The “most important” memory unit from the data device was among the parts salvaged, according to the ministry, which has also said that the voice box memory was intact.
Analysis of the two recorders should help reveal why Flight MS804 crashed into the sea en route to Cairo from Paris on May 19. While pings from the black boxes were detected two weeks ago, their transmitters had sufficient battery power to last only until about June 24.
Egypt announced the retrieval of the second recorder less than 48 hours after revealing that a debris field from lost aircraft had been located on the seabed.
Both devices were retrieved by the SV John Lethbridge, a vessel hired from Deep Ocean Search Ltd. that carries scanning sonars and a remotely-operated vehicle equipped with high-resolution cameras that work at depths of as much as 6,000 meters (20,000 feet). The ROV also wields manipulator arms to aid salvage efforts.
The black-box pings were detected by the French Navy survey vessel Laplace using torpedo-shaped Detector 6000 listening systems from Paris-based search specialist Alcen, which are dragged beneath the ship and can “hear” signals from 5 kilometers (3 miles) away.
Previous attempts to find the jet with a submarine were hampered by an ill-defined search area and waters thought to be more than 3,000 meters deep.
Egypt will continue to lead the crash probe, according to the BEA, France’s air-accident investigator, though the European agency is likely to play a key role in analyzing the recorders given its expertise involving jets built by Toulouse-based Airbus.
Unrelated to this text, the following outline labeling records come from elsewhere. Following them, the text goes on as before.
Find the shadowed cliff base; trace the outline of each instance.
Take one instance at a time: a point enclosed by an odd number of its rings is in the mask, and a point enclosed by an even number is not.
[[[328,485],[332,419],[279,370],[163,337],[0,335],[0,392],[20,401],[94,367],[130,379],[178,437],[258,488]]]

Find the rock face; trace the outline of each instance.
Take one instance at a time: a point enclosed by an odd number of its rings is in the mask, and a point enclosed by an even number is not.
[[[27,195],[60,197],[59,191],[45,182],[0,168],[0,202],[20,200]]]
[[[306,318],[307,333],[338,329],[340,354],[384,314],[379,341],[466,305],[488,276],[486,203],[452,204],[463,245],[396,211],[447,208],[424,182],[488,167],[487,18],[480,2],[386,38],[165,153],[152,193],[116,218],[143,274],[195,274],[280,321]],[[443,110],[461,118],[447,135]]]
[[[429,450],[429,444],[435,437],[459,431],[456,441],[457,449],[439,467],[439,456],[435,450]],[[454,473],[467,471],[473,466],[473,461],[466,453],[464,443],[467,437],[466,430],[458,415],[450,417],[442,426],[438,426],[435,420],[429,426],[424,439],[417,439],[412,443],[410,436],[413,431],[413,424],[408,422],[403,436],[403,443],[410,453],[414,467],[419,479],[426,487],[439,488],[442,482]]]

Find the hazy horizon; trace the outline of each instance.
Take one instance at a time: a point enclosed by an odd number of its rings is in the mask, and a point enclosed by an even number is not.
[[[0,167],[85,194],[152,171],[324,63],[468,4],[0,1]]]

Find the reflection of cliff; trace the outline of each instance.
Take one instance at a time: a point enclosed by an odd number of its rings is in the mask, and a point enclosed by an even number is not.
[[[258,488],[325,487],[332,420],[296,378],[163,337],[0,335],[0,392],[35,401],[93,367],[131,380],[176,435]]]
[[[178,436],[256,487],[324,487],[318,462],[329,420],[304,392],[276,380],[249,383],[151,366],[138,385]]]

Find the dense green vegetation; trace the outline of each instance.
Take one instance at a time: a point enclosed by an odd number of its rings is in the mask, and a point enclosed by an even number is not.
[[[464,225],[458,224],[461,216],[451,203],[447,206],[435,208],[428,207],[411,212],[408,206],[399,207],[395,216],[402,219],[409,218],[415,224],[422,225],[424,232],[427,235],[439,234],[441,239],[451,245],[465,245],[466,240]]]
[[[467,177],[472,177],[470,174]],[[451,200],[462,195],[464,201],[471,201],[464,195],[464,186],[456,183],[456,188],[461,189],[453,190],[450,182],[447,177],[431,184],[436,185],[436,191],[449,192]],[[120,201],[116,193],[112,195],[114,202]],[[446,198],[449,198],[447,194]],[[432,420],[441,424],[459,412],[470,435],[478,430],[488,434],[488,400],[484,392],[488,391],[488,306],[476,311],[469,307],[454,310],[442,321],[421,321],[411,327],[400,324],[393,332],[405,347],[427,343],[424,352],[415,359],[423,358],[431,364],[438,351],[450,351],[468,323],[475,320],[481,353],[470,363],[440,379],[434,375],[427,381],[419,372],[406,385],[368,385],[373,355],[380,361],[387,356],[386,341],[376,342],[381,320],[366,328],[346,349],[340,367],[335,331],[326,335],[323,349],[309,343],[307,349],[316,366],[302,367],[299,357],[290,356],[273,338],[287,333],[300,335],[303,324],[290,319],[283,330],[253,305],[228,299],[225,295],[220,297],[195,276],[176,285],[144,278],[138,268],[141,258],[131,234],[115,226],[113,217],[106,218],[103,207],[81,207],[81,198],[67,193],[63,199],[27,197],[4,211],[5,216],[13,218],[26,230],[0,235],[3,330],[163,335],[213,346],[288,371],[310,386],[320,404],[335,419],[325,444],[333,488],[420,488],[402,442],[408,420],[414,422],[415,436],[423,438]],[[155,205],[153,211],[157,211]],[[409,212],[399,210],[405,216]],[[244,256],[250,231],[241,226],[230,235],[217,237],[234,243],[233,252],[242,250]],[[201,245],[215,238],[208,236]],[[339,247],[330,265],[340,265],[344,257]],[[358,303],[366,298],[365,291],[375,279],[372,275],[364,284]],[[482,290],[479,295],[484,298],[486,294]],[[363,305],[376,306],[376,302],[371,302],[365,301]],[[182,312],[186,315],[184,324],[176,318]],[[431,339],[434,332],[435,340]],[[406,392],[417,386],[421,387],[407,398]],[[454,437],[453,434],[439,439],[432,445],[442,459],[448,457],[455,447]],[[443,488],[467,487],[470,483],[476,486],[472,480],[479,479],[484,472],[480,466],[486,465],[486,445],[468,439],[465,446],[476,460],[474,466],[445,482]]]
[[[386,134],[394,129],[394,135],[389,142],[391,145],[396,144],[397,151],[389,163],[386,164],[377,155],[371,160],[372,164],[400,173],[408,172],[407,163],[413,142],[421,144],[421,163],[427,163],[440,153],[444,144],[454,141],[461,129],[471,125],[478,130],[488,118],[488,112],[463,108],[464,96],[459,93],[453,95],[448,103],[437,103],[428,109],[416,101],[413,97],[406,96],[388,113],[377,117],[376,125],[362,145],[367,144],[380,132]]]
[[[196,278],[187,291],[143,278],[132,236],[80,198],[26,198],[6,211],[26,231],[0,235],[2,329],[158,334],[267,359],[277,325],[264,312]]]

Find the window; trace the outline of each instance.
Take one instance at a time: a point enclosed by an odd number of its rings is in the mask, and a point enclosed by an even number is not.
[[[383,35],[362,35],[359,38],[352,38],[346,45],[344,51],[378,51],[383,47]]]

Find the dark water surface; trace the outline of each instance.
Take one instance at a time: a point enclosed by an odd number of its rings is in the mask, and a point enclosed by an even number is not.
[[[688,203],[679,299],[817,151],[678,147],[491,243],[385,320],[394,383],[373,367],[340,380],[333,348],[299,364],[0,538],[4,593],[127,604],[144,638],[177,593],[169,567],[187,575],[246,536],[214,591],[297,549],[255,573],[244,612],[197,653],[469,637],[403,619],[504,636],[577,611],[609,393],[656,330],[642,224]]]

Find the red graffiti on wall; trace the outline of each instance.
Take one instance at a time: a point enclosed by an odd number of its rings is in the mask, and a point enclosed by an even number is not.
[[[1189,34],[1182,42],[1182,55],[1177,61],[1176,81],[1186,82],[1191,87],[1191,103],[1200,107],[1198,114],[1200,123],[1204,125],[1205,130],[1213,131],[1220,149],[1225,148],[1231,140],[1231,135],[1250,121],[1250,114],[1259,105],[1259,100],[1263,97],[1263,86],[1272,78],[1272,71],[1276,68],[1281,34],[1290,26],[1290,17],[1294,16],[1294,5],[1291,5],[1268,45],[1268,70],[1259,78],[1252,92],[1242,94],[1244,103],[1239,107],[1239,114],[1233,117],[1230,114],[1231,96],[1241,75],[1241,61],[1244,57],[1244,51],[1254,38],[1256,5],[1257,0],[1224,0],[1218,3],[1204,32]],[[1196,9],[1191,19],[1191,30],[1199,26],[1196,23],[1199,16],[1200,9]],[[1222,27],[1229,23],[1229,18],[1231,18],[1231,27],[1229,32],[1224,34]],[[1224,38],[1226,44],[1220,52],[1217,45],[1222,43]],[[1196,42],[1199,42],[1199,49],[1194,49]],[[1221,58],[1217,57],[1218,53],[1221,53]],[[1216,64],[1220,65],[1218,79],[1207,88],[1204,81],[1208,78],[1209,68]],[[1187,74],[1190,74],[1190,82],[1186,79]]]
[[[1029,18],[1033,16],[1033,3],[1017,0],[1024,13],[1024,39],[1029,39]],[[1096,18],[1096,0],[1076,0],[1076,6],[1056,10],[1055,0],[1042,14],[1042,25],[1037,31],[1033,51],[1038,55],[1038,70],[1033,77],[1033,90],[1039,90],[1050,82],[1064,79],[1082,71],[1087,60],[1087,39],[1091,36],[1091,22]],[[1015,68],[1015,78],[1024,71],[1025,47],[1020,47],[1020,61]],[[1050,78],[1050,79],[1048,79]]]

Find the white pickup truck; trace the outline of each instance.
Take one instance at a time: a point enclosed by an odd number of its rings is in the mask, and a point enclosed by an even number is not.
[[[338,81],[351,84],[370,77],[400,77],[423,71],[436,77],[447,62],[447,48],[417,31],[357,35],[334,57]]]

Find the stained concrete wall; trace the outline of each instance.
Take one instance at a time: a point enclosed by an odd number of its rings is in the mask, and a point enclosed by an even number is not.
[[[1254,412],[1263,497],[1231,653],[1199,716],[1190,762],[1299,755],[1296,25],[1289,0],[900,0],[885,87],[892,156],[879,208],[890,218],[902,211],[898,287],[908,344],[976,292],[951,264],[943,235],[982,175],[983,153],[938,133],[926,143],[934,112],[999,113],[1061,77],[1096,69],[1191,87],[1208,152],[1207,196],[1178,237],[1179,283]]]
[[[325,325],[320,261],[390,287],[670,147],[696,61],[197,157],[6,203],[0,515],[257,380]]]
The U.S. National Transportation Safety Board also joined the investigation this month.
If the two recorders are in good condition, analysis of their contents will begin immediately in Cairo, Egypt’s civil aviation ministry said in a later statement on Friday. They will be sent overseas if they are seriously damaged, it said.
Experts remain unclear about what destroyed the A320. While human remains found earlier may indicate a catastrophic incident such as a bomb, bodies can be rent apart when a jet suffers a structural failure, or hits the ground or sea.
A string of error messages sent automatically minutes before the A320 disappeared indicate that smoke had been detected beneath the cockpit and in a lavatory, and that windows next to the co-pilot’s seat may have malfunctioned, together with unspecified issues with flight computers.
While those readings might be explained in terms of a bomb blast, they could equally have resulted from a fire and associated electrical failure. Radar images suggest the plane also veered sharply left and then circled right before plunging into the sea. The pilots didn’t trigger a distress signal.